Because Epoch-1 is so vague and short, perhaps I should pad this out with a short general description of my parents and childhood family life. I was an only-child. People often respond by saying; “Oh, you must have been spoiled”, but I beg to differ. Yes, when you are the only kid in the house you get all the attention, but from the kid’s perspective this is not always a Good-Thing. There were no siblings to distract adult supervision and with the ratio always 2-against-1 there was seldom relief from this oversight so it was hard to get away with anything. There was also no one else handy to create reasonable doubt if something “got broken” or a mess suddenly materialized. Altogether, I would say that being an only-child was a double-edged sword. One thing that this condition did do – for which I am eternally grateful – is that I became used to “alone time”.  I learned very early how to amuse myself and I became comfortable living with silence and with nothing but the world around me for company. I believe that the life-skill of finding contentment in the quiet of your own thoughts is both powerful and important.
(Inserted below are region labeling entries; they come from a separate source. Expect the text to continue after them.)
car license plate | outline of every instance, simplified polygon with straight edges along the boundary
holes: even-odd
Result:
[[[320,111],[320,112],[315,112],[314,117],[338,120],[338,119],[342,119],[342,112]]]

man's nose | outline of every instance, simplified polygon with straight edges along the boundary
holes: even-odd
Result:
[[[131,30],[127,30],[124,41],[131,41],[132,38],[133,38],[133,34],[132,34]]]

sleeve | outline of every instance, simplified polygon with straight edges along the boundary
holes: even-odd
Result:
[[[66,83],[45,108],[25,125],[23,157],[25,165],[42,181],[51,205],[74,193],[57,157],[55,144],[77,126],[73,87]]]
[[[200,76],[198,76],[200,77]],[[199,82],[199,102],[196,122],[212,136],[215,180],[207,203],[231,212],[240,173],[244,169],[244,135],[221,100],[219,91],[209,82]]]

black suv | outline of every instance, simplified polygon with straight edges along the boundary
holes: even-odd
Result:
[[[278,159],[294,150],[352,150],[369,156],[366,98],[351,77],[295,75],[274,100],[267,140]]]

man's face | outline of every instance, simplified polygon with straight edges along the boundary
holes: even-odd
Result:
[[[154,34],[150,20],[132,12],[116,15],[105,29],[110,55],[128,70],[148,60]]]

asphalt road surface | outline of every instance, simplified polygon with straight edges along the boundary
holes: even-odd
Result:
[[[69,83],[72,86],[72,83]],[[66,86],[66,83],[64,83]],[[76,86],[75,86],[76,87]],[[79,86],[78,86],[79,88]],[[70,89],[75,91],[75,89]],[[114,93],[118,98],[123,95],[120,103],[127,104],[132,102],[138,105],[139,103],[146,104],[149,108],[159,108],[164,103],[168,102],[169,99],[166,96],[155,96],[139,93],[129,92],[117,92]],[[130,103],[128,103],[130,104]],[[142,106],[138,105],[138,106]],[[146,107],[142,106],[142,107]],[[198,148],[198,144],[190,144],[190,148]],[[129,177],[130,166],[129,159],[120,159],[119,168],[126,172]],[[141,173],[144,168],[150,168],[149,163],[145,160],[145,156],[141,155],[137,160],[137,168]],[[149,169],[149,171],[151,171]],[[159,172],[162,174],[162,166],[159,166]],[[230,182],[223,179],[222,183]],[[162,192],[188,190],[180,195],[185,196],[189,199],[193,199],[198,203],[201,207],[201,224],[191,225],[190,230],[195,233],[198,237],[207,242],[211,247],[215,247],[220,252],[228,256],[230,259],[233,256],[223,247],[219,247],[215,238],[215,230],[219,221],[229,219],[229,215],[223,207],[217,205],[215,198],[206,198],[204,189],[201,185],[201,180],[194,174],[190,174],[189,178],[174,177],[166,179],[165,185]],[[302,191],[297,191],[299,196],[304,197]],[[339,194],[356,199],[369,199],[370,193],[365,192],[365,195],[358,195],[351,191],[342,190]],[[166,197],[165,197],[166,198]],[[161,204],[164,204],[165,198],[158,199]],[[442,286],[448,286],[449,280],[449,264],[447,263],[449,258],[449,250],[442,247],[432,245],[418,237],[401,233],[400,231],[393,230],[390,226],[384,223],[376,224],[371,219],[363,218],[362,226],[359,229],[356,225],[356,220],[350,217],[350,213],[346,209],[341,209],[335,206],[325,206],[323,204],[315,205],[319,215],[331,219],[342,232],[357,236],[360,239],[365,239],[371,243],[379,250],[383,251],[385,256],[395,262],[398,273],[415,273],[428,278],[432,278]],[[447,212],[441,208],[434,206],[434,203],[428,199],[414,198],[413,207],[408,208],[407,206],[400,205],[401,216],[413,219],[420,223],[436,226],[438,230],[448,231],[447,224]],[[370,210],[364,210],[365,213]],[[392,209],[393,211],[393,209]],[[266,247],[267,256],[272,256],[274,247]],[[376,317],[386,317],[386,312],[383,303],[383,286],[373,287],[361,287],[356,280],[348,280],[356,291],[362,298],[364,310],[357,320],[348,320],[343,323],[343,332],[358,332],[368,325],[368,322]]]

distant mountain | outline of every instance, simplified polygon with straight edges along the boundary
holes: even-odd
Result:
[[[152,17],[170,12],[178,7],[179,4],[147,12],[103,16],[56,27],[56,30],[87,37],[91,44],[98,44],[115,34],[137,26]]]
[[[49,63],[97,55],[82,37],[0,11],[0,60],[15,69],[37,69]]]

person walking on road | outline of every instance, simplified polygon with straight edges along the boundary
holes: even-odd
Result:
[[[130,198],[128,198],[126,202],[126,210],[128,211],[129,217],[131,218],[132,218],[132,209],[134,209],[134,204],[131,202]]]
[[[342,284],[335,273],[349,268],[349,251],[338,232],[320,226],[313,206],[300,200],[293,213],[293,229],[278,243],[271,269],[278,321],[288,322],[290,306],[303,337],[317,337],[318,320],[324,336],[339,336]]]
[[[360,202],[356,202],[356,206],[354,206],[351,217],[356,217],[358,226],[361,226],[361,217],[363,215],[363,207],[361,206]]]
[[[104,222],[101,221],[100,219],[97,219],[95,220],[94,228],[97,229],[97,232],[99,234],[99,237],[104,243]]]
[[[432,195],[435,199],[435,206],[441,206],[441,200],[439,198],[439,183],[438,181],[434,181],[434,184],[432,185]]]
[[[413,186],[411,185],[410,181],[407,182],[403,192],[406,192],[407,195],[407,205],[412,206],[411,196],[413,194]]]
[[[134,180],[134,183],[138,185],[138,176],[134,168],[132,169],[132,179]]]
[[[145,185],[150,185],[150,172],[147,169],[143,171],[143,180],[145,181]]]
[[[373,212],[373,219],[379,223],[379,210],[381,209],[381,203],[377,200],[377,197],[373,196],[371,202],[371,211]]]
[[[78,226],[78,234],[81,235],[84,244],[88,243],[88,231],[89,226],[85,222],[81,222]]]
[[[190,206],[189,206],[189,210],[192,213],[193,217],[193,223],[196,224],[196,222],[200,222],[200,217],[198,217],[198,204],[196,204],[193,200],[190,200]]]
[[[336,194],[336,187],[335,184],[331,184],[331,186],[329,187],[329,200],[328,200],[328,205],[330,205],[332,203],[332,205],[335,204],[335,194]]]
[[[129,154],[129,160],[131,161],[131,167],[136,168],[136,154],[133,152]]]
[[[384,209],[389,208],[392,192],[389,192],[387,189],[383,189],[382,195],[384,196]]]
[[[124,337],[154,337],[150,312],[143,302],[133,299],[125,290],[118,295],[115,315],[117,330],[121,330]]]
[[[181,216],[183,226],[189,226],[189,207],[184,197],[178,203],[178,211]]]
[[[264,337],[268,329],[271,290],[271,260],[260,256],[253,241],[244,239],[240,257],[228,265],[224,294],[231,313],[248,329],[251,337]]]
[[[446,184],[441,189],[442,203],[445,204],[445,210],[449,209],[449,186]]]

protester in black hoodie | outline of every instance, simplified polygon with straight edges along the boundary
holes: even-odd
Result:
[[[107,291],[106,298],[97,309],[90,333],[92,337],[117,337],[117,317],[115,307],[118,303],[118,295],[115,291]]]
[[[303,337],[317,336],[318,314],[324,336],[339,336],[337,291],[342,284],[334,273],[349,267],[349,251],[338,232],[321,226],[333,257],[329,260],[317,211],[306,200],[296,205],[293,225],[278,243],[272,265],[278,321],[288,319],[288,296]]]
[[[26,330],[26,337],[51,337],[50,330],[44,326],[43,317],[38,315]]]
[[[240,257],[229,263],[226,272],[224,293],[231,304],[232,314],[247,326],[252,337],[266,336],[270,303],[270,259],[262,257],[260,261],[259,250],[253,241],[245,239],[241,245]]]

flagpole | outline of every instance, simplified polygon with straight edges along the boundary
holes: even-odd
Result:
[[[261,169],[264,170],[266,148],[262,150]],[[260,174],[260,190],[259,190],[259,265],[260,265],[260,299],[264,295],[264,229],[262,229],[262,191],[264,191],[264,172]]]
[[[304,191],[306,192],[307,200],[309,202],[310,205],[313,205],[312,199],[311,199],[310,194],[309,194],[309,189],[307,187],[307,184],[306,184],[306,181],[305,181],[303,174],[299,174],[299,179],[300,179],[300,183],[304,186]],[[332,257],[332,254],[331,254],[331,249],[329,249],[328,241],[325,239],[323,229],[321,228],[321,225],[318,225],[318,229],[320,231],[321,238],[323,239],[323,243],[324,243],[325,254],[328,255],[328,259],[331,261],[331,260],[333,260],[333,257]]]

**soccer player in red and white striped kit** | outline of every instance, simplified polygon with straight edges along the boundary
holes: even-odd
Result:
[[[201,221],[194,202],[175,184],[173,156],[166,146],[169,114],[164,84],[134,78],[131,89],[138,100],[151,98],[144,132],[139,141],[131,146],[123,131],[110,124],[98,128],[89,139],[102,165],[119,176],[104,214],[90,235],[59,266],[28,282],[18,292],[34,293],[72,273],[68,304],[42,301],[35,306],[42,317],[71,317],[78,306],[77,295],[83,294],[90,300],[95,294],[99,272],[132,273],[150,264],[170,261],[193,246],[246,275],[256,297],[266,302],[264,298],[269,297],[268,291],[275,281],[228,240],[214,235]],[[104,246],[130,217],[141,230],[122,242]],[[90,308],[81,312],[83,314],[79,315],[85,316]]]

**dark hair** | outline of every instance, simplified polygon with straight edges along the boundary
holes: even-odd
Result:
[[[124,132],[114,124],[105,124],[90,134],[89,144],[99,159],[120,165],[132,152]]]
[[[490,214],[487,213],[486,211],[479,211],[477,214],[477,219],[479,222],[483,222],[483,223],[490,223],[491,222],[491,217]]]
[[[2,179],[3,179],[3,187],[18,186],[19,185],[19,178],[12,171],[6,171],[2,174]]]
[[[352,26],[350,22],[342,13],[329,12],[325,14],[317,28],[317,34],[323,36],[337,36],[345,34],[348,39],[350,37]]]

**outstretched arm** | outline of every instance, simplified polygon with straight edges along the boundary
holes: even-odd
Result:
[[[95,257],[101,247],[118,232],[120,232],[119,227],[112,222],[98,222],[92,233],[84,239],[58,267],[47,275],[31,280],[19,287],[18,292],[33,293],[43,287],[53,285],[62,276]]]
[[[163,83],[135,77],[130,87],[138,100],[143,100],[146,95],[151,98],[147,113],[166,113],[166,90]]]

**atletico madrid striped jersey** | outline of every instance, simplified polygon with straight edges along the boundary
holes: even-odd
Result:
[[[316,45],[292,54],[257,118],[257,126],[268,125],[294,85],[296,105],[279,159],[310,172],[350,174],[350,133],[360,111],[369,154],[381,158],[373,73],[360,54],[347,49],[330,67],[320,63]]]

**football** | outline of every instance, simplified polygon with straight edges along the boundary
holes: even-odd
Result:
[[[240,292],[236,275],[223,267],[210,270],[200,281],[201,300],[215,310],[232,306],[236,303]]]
I grew up in a comfortably middle-class environment in the suburbs of Philadelphia. The house was new when my parents bought it in the latter portion of the 1950’s, but though I was alive I don’t remember the apartment that predated the house. The house was on about an acre in a typical residential development of similar structures, and in my early childhood our property was bordered by undeveloped woods providing easy access to “the wild”. The house was a 3-bedroom/2-bath rancher and at some point in my earlier childhood my parents “finished” the basement, which became a “rec-room”, TV-lounge and work-space for my father.  There was a 2-car garage in the other half of the basement. I was told that there were some bad storms including a hurricane in the first few years that caused some damage and forced some early “improvements”, and one of my Epoch-1 memories is of sleeping in the living room huddled around the fireplace for warmth because a major winter blizzard had taken out the electricity. I also have an Epoch-1 memory of the construction of a screened-in back-porch that would eventually become a favorite warm-weather place. This memory is of playing with the tools and construction material while my father was working on the project. I remember raising a claw-hammer over my head to bash a piece of scrap-wood but having the hammer slip out of my hand and land claw-first on my head and my father rushing over in concern at my howling. Man; that hurt ; but no permanent damage occurred – I think. Altogether this was a nice house for a kid to grow up in and I remember it fondly.
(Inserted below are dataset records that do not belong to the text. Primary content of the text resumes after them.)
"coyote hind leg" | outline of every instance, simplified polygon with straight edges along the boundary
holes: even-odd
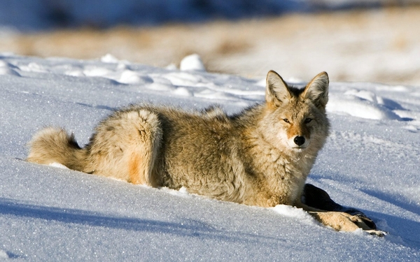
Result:
[[[153,166],[159,152],[162,129],[158,116],[146,110],[132,111],[127,115],[134,120],[132,145],[128,150],[128,182],[158,187],[158,177],[153,175]],[[130,137],[132,136],[130,136]]]
[[[133,184],[160,185],[153,166],[162,140],[158,115],[145,108],[118,111],[102,122],[90,145],[92,173]],[[89,173],[89,172],[87,172]]]
[[[302,196],[307,211],[326,226],[337,231],[353,231],[360,228],[372,235],[386,234],[377,230],[374,222],[362,212],[337,204],[327,192],[311,184],[304,185]]]

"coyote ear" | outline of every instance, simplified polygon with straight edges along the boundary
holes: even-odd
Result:
[[[267,74],[265,86],[265,101],[267,103],[279,106],[288,103],[290,94],[286,82],[279,74],[272,70]]]
[[[329,82],[326,72],[318,73],[305,87],[303,97],[310,99],[316,107],[325,109],[328,102]]]

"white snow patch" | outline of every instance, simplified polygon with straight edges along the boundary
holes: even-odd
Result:
[[[185,57],[181,61],[179,69],[183,71],[205,71],[206,67],[200,55],[192,54]]]

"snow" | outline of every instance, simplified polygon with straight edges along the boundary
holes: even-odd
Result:
[[[25,144],[45,126],[63,126],[84,145],[100,119],[131,103],[189,109],[216,103],[237,112],[263,101],[263,80],[111,55],[7,54],[0,54],[0,80],[3,260],[420,259],[419,87],[330,84],[331,135],[308,182],[389,233],[378,238],[334,231],[293,207],[249,207],[24,161]]]

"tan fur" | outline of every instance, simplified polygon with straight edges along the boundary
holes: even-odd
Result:
[[[102,121],[83,149],[62,129],[41,131],[29,143],[27,160],[58,162],[134,184],[184,187],[246,205],[295,205],[324,224],[352,231],[358,226],[348,217],[319,214],[322,210],[301,203],[307,177],[328,134],[328,91],[325,72],[298,89],[270,71],[266,103],[238,115],[228,116],[218,108],[188,112],[131,105]]]

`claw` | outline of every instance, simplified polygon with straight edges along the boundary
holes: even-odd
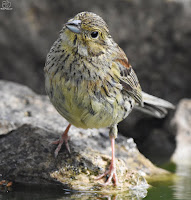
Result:
[[[107,181],[104,184],[101,184],[103,186],[107,186],[111,183],[112,179],[114,182],[114,185],[117,186],[118,185],[118,179],[117,179],[117,173],[116,173],[116,166],[115,166],[115,139],[114,137],[111,137],[111,148],[112,148],[112,159],[111,159],[111,164],[109,167],[109,170],[107,170],[105,173],[97,176],[95,179],[99,180],[101,178],[103,178],[104,176],[109,175],[109,178],[107,179]]]
[[[62,134],[61,138],[59,140],[53,141],[52,144],[58,144],[55,152],[54,152],[54,156],[55,158],[58,156],[58,153],[62,147],[62,144],[65,143],[66,149],[68,150],[68,152],[70,153],[70,147],[68,144],[68,131],[70,129],[71,124],[69,124],[66,128],[66,130],[64,131],[64,133]]]

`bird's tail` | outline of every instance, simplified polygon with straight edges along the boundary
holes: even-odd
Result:
[[[154,97],[150,94],[142,92],[143,106],[135,106],[137,110],[141,110],[149,115],[157,118],[163,118],[168,113],[167,109],[174,109],[175,106],[168,101]]]

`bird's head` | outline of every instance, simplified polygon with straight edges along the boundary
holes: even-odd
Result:
[[[82,56],[101,55],[112,42],[106,22],[92,12],[81,12],[70,19],[61,31],[61,38]]]

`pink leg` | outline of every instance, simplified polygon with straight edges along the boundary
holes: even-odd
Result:
[[[105,173],[99,175],[96,179],[101,179],[104,176],[109,175],[109,178],[107,181],[103,184],[103,186],[109,185],[111,183],[111,180],[113,179],[114,185],[118,185],[118,180],[117,180],[117,173],[116,173],[116,165],[115,165],[115,138],[114,136],[110,136],[111,139],[111,150],[112,150],[112,158],[111,158],[111,164],[109,167],[109,170],[107,170]]]
[[[58,144],[55,152],[54,152],[54,156],[57,157],[61,147],[62,147],[62,144],[65,143],[65,146],[66,146],[66,149],[68,150],[68,152],[70,153],[70,147],[68,145],[68,131],[71,127],[71,124],[69,124],[66,128],[66,130],[64,131],[64,133],[62,134],[61,138],[59,140],[56,140],[54,142],[52,142],[52,144]]]

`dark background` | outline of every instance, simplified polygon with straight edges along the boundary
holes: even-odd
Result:
[[[45,94],[43,67],[63,24],[81,11],[107,22],[144,91],[171,101],[191,97],[191,1],[12,0],[0,10],[0,78]],[[119,125],[146,156],[157,161],[175,148],[173,111],[158,120],[133,112]],[[64,127],[63,127],[64,128]]]

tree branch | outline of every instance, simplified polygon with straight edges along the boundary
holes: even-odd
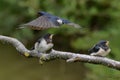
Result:
[[[64,59],[66,62],[85,62],[92,64],[101,64],[110,68],[120,70],[120,62],[106,57],[90,56],[85,54],[62,52],[52,50],[49,54],[38,53],[34,50],[28,50],[20,41],[15,38],[0,35],[0,40],[12,44],[21,54],[26,56],[38,57],[40,60]],[[41,58],[42,57],[42,58]]]

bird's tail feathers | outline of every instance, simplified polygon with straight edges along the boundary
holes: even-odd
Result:
[[[23,29],[23,28],[25,28],[25,25],[24,25],[24,24],[21,24],[21,25],[19,25],[16,29]]]

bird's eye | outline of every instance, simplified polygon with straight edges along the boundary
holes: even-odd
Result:
[[[57,22],[58,22],[59,24],[62,24],[62,20],[61,20],[61,19],[58,19]]]

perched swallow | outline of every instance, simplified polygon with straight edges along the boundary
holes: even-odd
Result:
[[[34,50],[39,53],[46,53],[48,50],[51,50],[53,47],[52,37],[53,34],[44,35],[35,43]]]
[[[110,53],[109,41],[101,40],[92,49],[89,50],[92,56],[106,56]]]
[[[54,16],[47,12],[40,11],[38,12],[40,15],[38,18],[21,25],[20,28],[30,27],[34,30],[42,30],[47,28],[59,28],[61,25],[69,25],[75,28],[81,28],[80,25],[70,22],[69,20],[60,18],[58,16]]]

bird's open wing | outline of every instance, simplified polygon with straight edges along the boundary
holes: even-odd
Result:
[[[98,45],[94,45],[94,46],[89,50],[89,53],[97,52],[99,49],[100,49],[100,47],[99,47]]]
[[[50,21],[50,19],[47,16],[40,16],[31,22],[23,24],[22,26],[30,27],[34,30],[42,30],[51,27],[56,27],[56,25],[52,21]]]

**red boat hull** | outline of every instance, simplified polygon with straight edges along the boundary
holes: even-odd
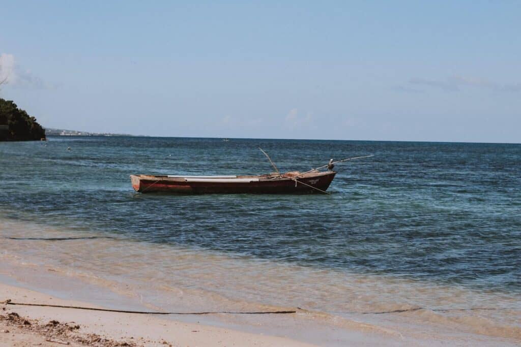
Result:
[[[145,175],[132,175],[130,177],[134,189],[143,193],[294,194],[320,193],[320,190],[325,191],[336,174],[334,171],[307,174],[303,177],[297,177],[296,182],[295,179],[291,177],[263,178],[266,176],[240,176],[239,180],[246,181],[249,177],[252,179],[251,182],[233,182],[238,181],[233,179],[187,182],[188,180],[182,178]],[[223,182],[226,181],[230,182]]]

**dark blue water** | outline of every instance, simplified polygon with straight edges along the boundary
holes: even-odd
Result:
[[[135,194],[129,175],[305,171],[331,196]],[[66,149],[70,147],[71,150]],[[358,273],[521,291],[521,145],[150,137],[0,143],[0,217]]]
In another of those Epoch-1 snapshot memories, I recall leaving a hospital with my father and seeing my mother waving at us from a window of her hospital room in a yellow bathrobe. This was probably when she had her mastectomy for breast-cancer. She told me much later (in a sort of apologetic way) that because of this cancer-scare she never expected to live long enough to see me grow to be an adult. She said that because of this she was deliberately “hard” on me as a child to “toughen me up” and make me mature and self-sufficient at an early age so that I could get along in the world without her. I’m not so sure that the results were as she intended – but there certainly was an effect on me from this deliberate course and it definitely affected our relationship. In the event, cancer did finally take my mother’s life, but not until another 30-years had passed after the mastectomy.

While it may not be typical, my mother had a strong Type-A personality and my father was a quiet Type-B person. Interestingly, my wife was also an only-child with a Type-A mother and Type-B father, and our in our adult life my wife follows after her mother closely and I my father, at least in terms of personality. I have a lot more to say about both of my parents (which will explain a lot about me), but perhaps I should save that for another entry so that this one does not become too unwieldy.



The house in suburban Philadelphia where I grew up; with me. This is dated “July 1955”, which would be shortly after we moved in and shortly before my 2nd birthday.